Sebastian Meyer : C’était en 2008. À l’époque, je vivais à Londres et j’ai rencontré un journaliste qui travaillait sur les Kurdes et leur histoire au long du XXe siècle. Il m’a proposé de l’accompagner pour faire les portraits des survivants du génocide de Saddam Hussein, l’opération Anfal. Je suis resté deux mois.
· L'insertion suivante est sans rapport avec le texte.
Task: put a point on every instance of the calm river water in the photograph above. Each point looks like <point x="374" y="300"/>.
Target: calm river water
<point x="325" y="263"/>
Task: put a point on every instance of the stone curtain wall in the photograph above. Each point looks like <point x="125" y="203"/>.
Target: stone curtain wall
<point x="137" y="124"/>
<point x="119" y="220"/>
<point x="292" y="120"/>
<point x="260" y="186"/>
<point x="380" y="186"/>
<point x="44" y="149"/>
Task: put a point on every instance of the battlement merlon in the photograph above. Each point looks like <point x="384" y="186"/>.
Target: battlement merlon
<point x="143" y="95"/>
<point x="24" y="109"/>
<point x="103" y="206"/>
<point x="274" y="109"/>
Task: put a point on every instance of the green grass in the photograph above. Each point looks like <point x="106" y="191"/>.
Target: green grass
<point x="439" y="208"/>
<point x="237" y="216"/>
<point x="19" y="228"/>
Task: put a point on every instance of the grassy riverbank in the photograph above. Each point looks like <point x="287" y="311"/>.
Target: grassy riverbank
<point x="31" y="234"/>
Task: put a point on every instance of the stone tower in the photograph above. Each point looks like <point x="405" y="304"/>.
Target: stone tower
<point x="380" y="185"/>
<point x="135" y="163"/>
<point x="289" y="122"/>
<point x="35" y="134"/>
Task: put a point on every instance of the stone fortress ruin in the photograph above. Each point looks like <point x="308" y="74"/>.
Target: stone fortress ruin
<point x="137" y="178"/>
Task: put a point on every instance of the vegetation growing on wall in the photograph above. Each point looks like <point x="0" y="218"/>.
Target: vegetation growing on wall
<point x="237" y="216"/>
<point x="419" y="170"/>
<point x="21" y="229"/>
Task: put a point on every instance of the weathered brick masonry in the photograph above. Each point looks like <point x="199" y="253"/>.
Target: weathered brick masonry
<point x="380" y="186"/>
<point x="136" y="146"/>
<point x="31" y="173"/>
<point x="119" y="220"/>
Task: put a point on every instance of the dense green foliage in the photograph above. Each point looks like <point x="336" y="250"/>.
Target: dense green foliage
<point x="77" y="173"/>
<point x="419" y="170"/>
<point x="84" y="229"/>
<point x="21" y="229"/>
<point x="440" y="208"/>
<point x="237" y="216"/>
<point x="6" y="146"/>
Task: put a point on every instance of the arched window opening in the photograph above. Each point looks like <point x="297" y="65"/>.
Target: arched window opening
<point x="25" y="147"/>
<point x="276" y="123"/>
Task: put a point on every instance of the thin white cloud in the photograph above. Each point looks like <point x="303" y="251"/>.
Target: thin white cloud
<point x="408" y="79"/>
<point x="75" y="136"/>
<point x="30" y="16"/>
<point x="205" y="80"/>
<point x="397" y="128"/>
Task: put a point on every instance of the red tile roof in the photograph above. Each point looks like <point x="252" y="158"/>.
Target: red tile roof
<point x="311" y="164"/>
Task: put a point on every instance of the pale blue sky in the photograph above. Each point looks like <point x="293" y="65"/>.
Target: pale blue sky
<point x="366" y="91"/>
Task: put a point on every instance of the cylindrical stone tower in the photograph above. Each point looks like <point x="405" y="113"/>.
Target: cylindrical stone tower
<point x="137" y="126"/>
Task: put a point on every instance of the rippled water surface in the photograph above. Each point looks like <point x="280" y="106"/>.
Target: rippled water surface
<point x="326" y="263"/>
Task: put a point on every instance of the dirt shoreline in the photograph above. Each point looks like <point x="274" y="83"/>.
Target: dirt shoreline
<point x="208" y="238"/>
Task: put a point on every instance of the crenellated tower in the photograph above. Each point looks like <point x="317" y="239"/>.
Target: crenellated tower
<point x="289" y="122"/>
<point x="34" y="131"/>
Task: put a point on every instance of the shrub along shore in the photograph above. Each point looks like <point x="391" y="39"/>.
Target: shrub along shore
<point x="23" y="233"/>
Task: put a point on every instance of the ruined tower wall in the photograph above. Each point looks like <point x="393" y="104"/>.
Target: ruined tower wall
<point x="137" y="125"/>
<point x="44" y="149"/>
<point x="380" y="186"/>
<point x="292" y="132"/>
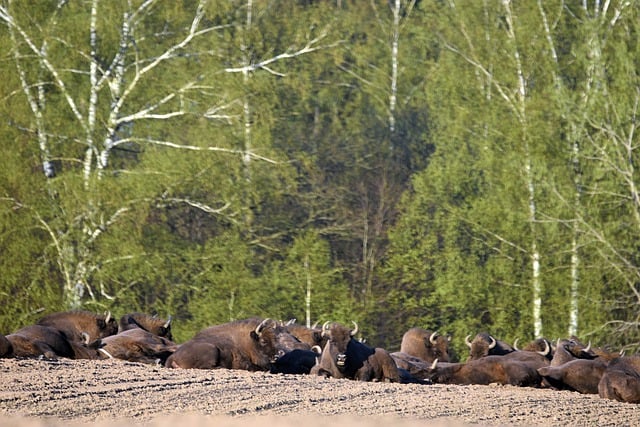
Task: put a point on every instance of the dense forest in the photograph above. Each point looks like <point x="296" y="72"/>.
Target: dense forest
<point x="462" y="166"/>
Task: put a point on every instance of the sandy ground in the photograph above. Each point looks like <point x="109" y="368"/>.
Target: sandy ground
<point x="117" y="393"/>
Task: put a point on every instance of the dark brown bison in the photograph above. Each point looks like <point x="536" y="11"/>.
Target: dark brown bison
<point x="486" y="370"/>
<point x="426" y="345"/>
<point x="621" y="380"/>
<point x="311" y="336"/>
<point x="138" y="345"/>
<point x="76" y="323"/>
<point x="50" y="343"/>
<point x="296" y="361"/>
<point x="415" y="366"/>
<point x="345" y="357"/>
<point x="153" y="324"/>
<point x="570" y="349"/>
<point x="250" y="344"/>
<point x="539" y="345"/>
<point x="485" y="344"/>
<point x="581" y="375"/>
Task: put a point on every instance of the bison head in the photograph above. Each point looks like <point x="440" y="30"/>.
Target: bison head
<point x="107" y="325"/>
<point x="339" y="337"/>
<point x="426" y="345"/>
<point x="266" y="338"/>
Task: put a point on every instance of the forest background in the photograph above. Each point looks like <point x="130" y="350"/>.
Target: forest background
<point x="461" y="166"/>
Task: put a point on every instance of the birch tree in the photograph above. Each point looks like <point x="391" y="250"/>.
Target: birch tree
<point x="134" y="85"/>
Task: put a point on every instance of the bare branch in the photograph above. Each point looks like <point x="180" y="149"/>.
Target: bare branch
<point x="196" y="148"/>
<point x="308" y="48"/>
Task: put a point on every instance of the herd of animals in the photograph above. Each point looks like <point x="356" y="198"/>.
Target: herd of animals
<point x="332" y="350"/>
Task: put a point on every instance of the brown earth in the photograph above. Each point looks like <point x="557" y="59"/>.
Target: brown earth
<point x="60" y="393"/>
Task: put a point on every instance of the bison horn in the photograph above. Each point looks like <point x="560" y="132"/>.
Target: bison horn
<point x="433" y="337"/>
<point x="85" y="338"/>
<point x="261" y="326"/>
<point x="547" y="349"/>
<point x="493" y="342"/>
<point x="354" y="331"/>
<point x="106" y="353"/>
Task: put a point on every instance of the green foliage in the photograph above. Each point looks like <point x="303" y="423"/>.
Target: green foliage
<point x="212" y="188"/>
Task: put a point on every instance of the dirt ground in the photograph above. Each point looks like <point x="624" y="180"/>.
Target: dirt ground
<point x="36" y="393"/>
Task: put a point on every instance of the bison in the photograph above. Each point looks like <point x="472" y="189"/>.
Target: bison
<point x="153" y="324"/>
<point x="311" y="336"/>
<point x="581" y="375"/>
<point x="426" y="345"/>
<point x="540" y="345"/>
<point x="296" y="361"/>
<point x="6" y="349"/>
<point x="571" y="349"/>
<point x="345" y="357"/>
<point x="50" y="343"/>
<point x="486" y="345"/>
<point x="415" y="366"/>
<point x="486" y="370"/>
<point x="76" y="323"/>
<point x="138" y="345"/>
<point x="621" y="380"/>
<point x="249" y="344"/>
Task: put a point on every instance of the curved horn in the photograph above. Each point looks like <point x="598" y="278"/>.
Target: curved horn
<point x="547" y="349"/>
<point x="434" y="364"/>
<point x="493" y="343"/>
<point x="261" y="326"/>
<point x="467" y="342"/>
<point x="433" y="338"/>
<point x="355" y="330"/>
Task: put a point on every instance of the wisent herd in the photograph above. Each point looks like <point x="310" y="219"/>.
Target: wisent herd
<point x="330" y="350"/>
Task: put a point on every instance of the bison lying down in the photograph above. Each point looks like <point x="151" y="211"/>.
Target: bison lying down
<point x="250" y="344"/>
<point x="345" y="357"/>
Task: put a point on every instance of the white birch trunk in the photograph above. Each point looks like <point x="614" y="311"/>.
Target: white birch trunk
<point x="520" y="105"/>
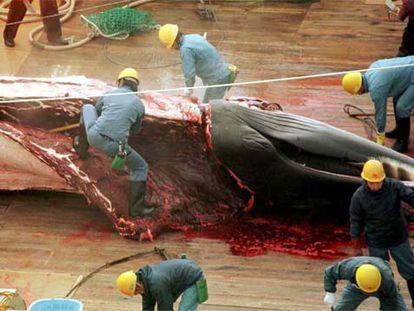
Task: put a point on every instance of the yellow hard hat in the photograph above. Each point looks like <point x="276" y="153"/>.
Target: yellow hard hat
<point x="127" y="282"/>
<point x="128" y="73"/>
<point x="373" y="171"/>
<point x="352" y="82"/>
<point x="167" y="34"/>
<point x="368" y="278"/>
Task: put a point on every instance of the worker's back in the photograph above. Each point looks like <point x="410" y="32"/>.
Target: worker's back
<point x="392" y="81"/>
<point x="174" y="275"/>
<point x="209" y="65"/>
<point x="118" y="113"/>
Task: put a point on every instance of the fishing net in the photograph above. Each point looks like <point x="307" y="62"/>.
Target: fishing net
<point x="119" y="23"/>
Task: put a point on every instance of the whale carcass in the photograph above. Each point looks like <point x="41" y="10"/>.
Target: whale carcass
<point x="207" y="162"/>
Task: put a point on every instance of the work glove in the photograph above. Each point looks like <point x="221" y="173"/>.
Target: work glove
<point x="187" y="92"/>
<point x="381" y="138"/>
<point x="329" y="299"/>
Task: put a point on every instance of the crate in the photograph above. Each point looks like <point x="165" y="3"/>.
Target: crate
<point x="56" y="304"/>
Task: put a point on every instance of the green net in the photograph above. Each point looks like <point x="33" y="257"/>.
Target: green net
<point x="119" y="23"/>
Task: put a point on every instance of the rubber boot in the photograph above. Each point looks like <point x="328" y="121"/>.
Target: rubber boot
<point x="394" y="133"/>
<point x="401" y="145"/>
<point x="410" y="285"/>
<point x="80" y="143"/>
<point x="136" y="201"/>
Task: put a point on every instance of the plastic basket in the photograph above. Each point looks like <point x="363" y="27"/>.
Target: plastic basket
<point x="56" y="304"/>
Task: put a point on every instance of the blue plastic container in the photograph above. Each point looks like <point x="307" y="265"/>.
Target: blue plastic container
<point x="56" y="304"/>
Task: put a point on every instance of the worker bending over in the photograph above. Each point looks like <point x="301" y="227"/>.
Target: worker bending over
<point x="376" y="209"/>
<point x="107" y="127"/>
<point x="199" y="58"/>
<point x="381" y="84"/>
<point x="367" y="277"/>
<point x="164" y="282"/>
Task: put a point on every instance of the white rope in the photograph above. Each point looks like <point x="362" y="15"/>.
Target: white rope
<point x="75" y="11"/>
<point x="329" y="74"/>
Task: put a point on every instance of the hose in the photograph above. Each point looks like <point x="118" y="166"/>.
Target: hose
<point x="66" y="10"/>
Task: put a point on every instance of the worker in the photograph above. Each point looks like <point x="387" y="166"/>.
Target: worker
<point x="367" y="277"/>
<point x="164" y="282"/>
<point x="383" y="83"/>
<point x="107" y="127"/>
<point x="199" y="58"/>
<point x="376" y="209"/>
<point x="17" y="11"/>
<point x="407" y="43"/>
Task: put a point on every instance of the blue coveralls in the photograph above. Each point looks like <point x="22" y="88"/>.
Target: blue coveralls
<point x="166" y="281"/>
<point x="200" y="58"/>
<point x="110" y="121"/>
<point x="393" y="82"/>
<point x="388" y="294"/>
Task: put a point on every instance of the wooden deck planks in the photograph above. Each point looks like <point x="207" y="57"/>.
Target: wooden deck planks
<point x="48" y="240"/>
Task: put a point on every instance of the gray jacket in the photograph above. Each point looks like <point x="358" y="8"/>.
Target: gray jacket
<point x="166" y="281"/>
<point x="200" y="58"/>
<point x="345" y="270"/>
<point x="119" y="115"/>
<point x="385" y="83"/>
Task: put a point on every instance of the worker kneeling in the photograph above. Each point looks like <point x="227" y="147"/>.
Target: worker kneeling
<point x="164" y="282"/>
<point x="367" y="277"/>
<point x="107" y="126"/>
<point x="397" y="82"/>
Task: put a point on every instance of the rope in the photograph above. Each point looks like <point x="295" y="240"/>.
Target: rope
<point x="3" y="11"/>
<point x="329" y="74"/>
<point x="156" y="250"/>
<point x="67" y="11"/>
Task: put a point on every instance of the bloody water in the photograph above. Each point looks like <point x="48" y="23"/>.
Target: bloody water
<point x="258" y="235"/>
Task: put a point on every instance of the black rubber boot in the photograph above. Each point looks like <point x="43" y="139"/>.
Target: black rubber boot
<point x="395" y="132"/>
<point x="137" y="206"/>
<point x="410" y="285"/>
<point x="401" y="145"/>
<point x="80" y="143"/>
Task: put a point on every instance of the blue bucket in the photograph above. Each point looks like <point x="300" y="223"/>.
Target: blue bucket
<point x="56" y="304"/>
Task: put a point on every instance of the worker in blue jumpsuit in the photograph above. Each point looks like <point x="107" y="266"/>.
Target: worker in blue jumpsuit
<point x="161" y="284"/>
<point x="107" y="126"/>
<point x="376" y="209"/>
<point x="367" y="277"/>
<point x="199" y="58"/>
<point x="381" y="84"/>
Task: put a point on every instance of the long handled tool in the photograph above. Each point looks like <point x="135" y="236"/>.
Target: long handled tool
<point x="160" y="251"/>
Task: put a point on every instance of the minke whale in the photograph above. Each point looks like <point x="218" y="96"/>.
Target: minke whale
<point x="208" y="162"/>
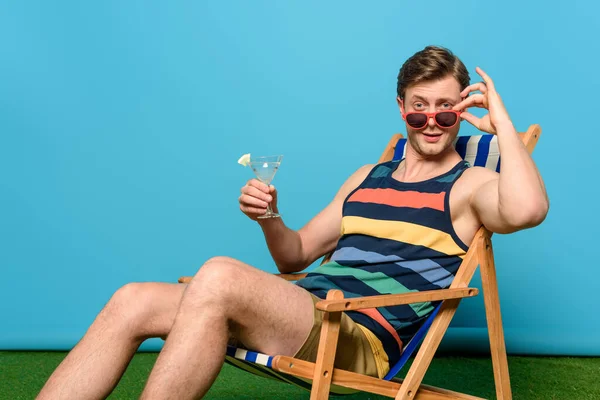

Une fois de retour en Grande-Bretagne, le Kurdistan me manquait. Un photojournaliste kurde que j’avais rencontré m’a invité à revenir. En 2009, je me suis installé à Souleimaniye, la deuxième ville de la région. On a créé ensemble une agence, Metrography, pour les photojournalistes irakiens, qu’ils soient Kurdes, Arabes, chrétiens, yézidis. J’ai habité là-bas jusqu’en 2013. Depuis, j’y retourne régulièrement.


Au début, votre démarche était très “news”, puis elle est devenue plus documentaire. Comment décrivez-vous ce travail que vous allez bientôt publier dans un livre intitulé “Under Every Yard of Sky” ?



En arrivant en Irak, je faisais vraiment du photoreportage, je couvrais les opérations militaires, j’étais “embedded” avec l’armée américaine à Mossoul et à Bagdad, ou à Kirkouk avec des forces irakiennes…

Petit à petit, mon travail a changé. Je percevais davantage les détails, les subtilités de la vie quotidienne au Kurdistan, qui était devenue ma vie, et je voulais traduire cela. Les gens que je photographiais étaient comme moi, ils n’étaient plus des personnages dans mes histoires. Ils n’étaient plus les sujets de mes photos.


Famille kurde pleurant un défunt recouvert d'un drapeau dans un cimetière. Photo : Sebastian Meyer.

Est-ce une région où il est difficile de prendre des photos ?



Le Kurdistan est un endroit très facile à photographier, car les Kurdes aiment ça et ils sont très accueillants. D’un autre côté, la lumière est nulle et il y a beaucoup de constructions en béton, ce qui n’est pas du tout photogénique. Donc, humainement, c’est facile – et c’est surtout ce qui m’intéresse ! –, mais, esthétiquement, c'est moins évident.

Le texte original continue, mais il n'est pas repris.